[UNKNOWN LOCATION]
Atrius was ejected from the portal with startling smoothness. It was the cleanest transition he had ever experienced—nothing like the raw, wrenching translations of the Warp or the brutal tear of his usual dimensional crossings.
This alone seized his attention. His red eyes narrowed, scrutinizing the strange gods who wielded such power with suspicion sharpened by years of surviving the unknowable. Yet now was not the time to linger.
Horses thundered past him as he slowed his stride. Ahead, the Amazons surged forward in perfect formation, their charge unbroken by his arrival.
Atrius came to a halt for a brief moment, observing the advance. He turned his gaze to the heavens.
The sky was dark. A deep, unnatural black draped the morning—an anomaly, for by his internal chronometers, dawn had already broken.
HSSSSHHHHHHH…
The sound of metallic breathing hissed softly from his helm's filters.

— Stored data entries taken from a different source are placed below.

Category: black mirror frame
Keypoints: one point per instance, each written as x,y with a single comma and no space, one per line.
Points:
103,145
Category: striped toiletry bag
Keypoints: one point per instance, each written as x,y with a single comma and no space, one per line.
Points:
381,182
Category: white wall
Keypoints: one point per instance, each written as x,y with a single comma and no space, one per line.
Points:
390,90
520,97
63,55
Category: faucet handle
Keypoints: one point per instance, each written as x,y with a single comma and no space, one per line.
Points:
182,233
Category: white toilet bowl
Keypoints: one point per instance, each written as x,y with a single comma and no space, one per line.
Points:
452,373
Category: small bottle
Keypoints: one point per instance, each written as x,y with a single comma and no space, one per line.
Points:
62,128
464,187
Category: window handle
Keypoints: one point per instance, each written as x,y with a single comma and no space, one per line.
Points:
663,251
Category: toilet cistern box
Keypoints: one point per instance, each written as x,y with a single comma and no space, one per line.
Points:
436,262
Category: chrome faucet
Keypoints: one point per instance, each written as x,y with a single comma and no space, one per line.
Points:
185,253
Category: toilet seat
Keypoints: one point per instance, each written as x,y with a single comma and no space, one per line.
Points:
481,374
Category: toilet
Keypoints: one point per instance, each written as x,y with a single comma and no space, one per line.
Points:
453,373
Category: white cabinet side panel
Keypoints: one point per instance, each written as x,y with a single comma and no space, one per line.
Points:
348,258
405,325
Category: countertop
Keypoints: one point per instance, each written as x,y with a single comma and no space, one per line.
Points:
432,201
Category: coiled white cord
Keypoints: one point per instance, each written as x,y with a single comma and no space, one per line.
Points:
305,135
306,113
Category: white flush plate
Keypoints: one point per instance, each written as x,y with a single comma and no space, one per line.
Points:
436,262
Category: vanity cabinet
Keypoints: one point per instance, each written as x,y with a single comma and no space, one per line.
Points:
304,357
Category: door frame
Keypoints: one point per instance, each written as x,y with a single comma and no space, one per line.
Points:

He inhaled deeply through his Armour's vents.
Ash.
The machine-spirit of his helm flickered runic warnings into his lens—a sudden spike in temperature, hotter than any natural morning should allow.
Around him, the Amazons pressed on relentlessly.
He glanced back at the portal. It remained open—its surface shimmering with golden light. Still no trace of Warp taint. His caution eased slightly.
Probability of incursion: negligible.
He faced forward once more. Beyond the horizon, he could feel it. The slaughter.
With a single, powerful thrust of his legs, Atrius launched himself forward, sprinting with inhuman speed while carefully avoiding the Amazon ranks.
THUNG-THUNG-THUNG-THUNG!
Lifting his gaze, he saw it—a strange, viscous darkness falling from the sky like a tide of black liquid. It was too dense to classify by any known natural phenomenon.
He did not falter.
Whatever foe awaited, he would crush. His objectives were crystalline:
Identify the enemy.
Locate their vessel.
Decapitate resistance.
Seize a star-faring craft and return to the void.
Within minutes, he had reached the vanguard, outpacing the swiftest Amazons.
At the head of the formation, Queen Hippolyta caught sight of the giant figure moving among her ranks. Her eyes widened briefly, surprise flashing across her battle-hardened face. Before she could call out, Atrius surged ahead again, accelerating to impossible speeds.
Even the steeds blessed by Hermes could not keep pace.
In moments, he was gone—a diminishing silhouette racing toward the storm.
Hippolyta's grim expression softened, if only slightly. An ally walked the battlefield.
Her warriors breached the scorched plains. Ahead, far in the distance, faint golden flares blossomed in the haze. She recognized them immediately.
Portals, the work of Hermes himself.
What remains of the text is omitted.